A reflection on the Plenary Council

By Fr Andrew Hamilton SJ, 4 July 2022
A Member of the Diocese of Parramatta is seen during the multimodal First Session of the Plenary Council of Australia. Image: Diocese of Parramatta

 

The Second Assembly of the Plenary Council will be held in Sydney from 3 to 9 July

In this first week of July, the final assembly of the Plenary Council will be held. It has been a long process over four years. During it, Australia has seen two Federal Elections and three Prime Ministers. The process was prolonged by the disruption caused by COVID. It extended over a time marked by great destruction by bushfire and flood, economic pressures, international crises and now an energy crisis. In both Australia and the wider world, the times we live in and their implications for the future call for wise counsel. This is also true of the Catholic Church, whose active members are ageing and which still bears the open wounds of sexual abuse perpetrated by many of its representatives and concealed by some of its leaders.

The process of the Council has been laborious, involving grassroots conversation and reports, the distillation of these into reports, reflection on the reports in a First Assembly and the articulation of motions to be debated at the final assembly.

The process that has led to the Council, the composition of the members of the Assembly, the selection of themes from the initial conversations, and the goals of the Council have all been the subject of debate by Catholics in and outside the Synod process. It has been a messy and thoroughly human enterprise within a Church in which people hold strongly divergent views about the future of a Church to which they are committed, and about the way to build that future.
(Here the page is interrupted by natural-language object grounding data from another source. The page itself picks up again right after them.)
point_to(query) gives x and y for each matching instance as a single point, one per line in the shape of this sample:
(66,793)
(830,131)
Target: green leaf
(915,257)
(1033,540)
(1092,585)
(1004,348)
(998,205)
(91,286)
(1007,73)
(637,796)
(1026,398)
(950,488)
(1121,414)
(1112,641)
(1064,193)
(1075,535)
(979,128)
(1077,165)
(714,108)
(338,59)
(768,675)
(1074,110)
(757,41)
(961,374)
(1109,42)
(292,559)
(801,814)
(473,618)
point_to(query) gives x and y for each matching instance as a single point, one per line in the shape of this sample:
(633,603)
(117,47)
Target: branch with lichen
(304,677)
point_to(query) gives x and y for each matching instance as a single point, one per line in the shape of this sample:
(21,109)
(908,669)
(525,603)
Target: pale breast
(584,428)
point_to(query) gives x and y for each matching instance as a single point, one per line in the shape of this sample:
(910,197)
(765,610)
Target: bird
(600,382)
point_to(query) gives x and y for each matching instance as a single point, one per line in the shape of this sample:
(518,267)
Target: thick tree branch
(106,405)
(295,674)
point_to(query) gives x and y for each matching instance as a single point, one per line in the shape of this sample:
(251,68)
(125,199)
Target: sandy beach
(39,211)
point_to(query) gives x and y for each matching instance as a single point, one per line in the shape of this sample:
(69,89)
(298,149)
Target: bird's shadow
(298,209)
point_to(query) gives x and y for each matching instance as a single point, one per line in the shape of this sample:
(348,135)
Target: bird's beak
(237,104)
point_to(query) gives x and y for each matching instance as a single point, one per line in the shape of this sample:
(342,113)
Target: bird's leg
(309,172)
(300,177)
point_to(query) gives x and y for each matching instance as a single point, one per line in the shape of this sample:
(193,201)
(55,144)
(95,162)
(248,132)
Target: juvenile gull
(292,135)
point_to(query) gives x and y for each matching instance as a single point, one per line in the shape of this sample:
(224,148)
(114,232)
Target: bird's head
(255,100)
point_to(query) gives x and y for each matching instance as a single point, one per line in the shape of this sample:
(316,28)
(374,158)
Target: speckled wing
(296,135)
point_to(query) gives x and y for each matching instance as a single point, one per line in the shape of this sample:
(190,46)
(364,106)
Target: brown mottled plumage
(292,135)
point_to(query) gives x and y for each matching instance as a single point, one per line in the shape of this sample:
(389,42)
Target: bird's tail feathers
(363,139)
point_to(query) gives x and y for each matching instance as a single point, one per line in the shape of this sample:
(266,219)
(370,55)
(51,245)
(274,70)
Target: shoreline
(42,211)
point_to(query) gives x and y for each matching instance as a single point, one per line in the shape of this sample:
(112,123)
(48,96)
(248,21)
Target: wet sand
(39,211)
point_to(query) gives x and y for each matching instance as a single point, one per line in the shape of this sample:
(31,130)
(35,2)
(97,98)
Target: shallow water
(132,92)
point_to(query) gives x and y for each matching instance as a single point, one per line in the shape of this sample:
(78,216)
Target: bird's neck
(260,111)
As the Council draws towards its conclusion, it is time to set aside for a time the arguments about what could and should have been done differently. Those important questions can be left to later evaluation. It is appropriate now to celebrate what has been achieved in setting up the Council, and to remember the work of those who have laboured to make it happen. They include all those involved in the initial reflections by individuals, parish groups and Catholic organisations on the major issues for the Council, those involved in reading and summarising the submissions, the members of commissions and of drafting groups, the members of the First and Second Assembly, those involved in informing Catholics about the business at each stage of the Council, and not least the Bishops who have run with and supported the Council and the Catholic groups that have presented alternative views. They all merit our thanks.

No doubt future historians will see the Pastoral Council as an early clumsy attempt to fashion a new way of being Church suitable for our age. It is one of the many initiatives whose spirit is caught in Pope Francis’ understanding of Synodality. This models a pattern of participation, listening and of shared leadership within the Catholic Church. The test of the Council will lie less in its decisions, recommendations and institutional changes than in whether it creates a hunger for the participatory leadership of all members of the Church and for the culture of prayer, listening and discernment that enable it.

Fr Andrew Hamilton SJ writes for Jesuit Communications and Jesuit Social Services.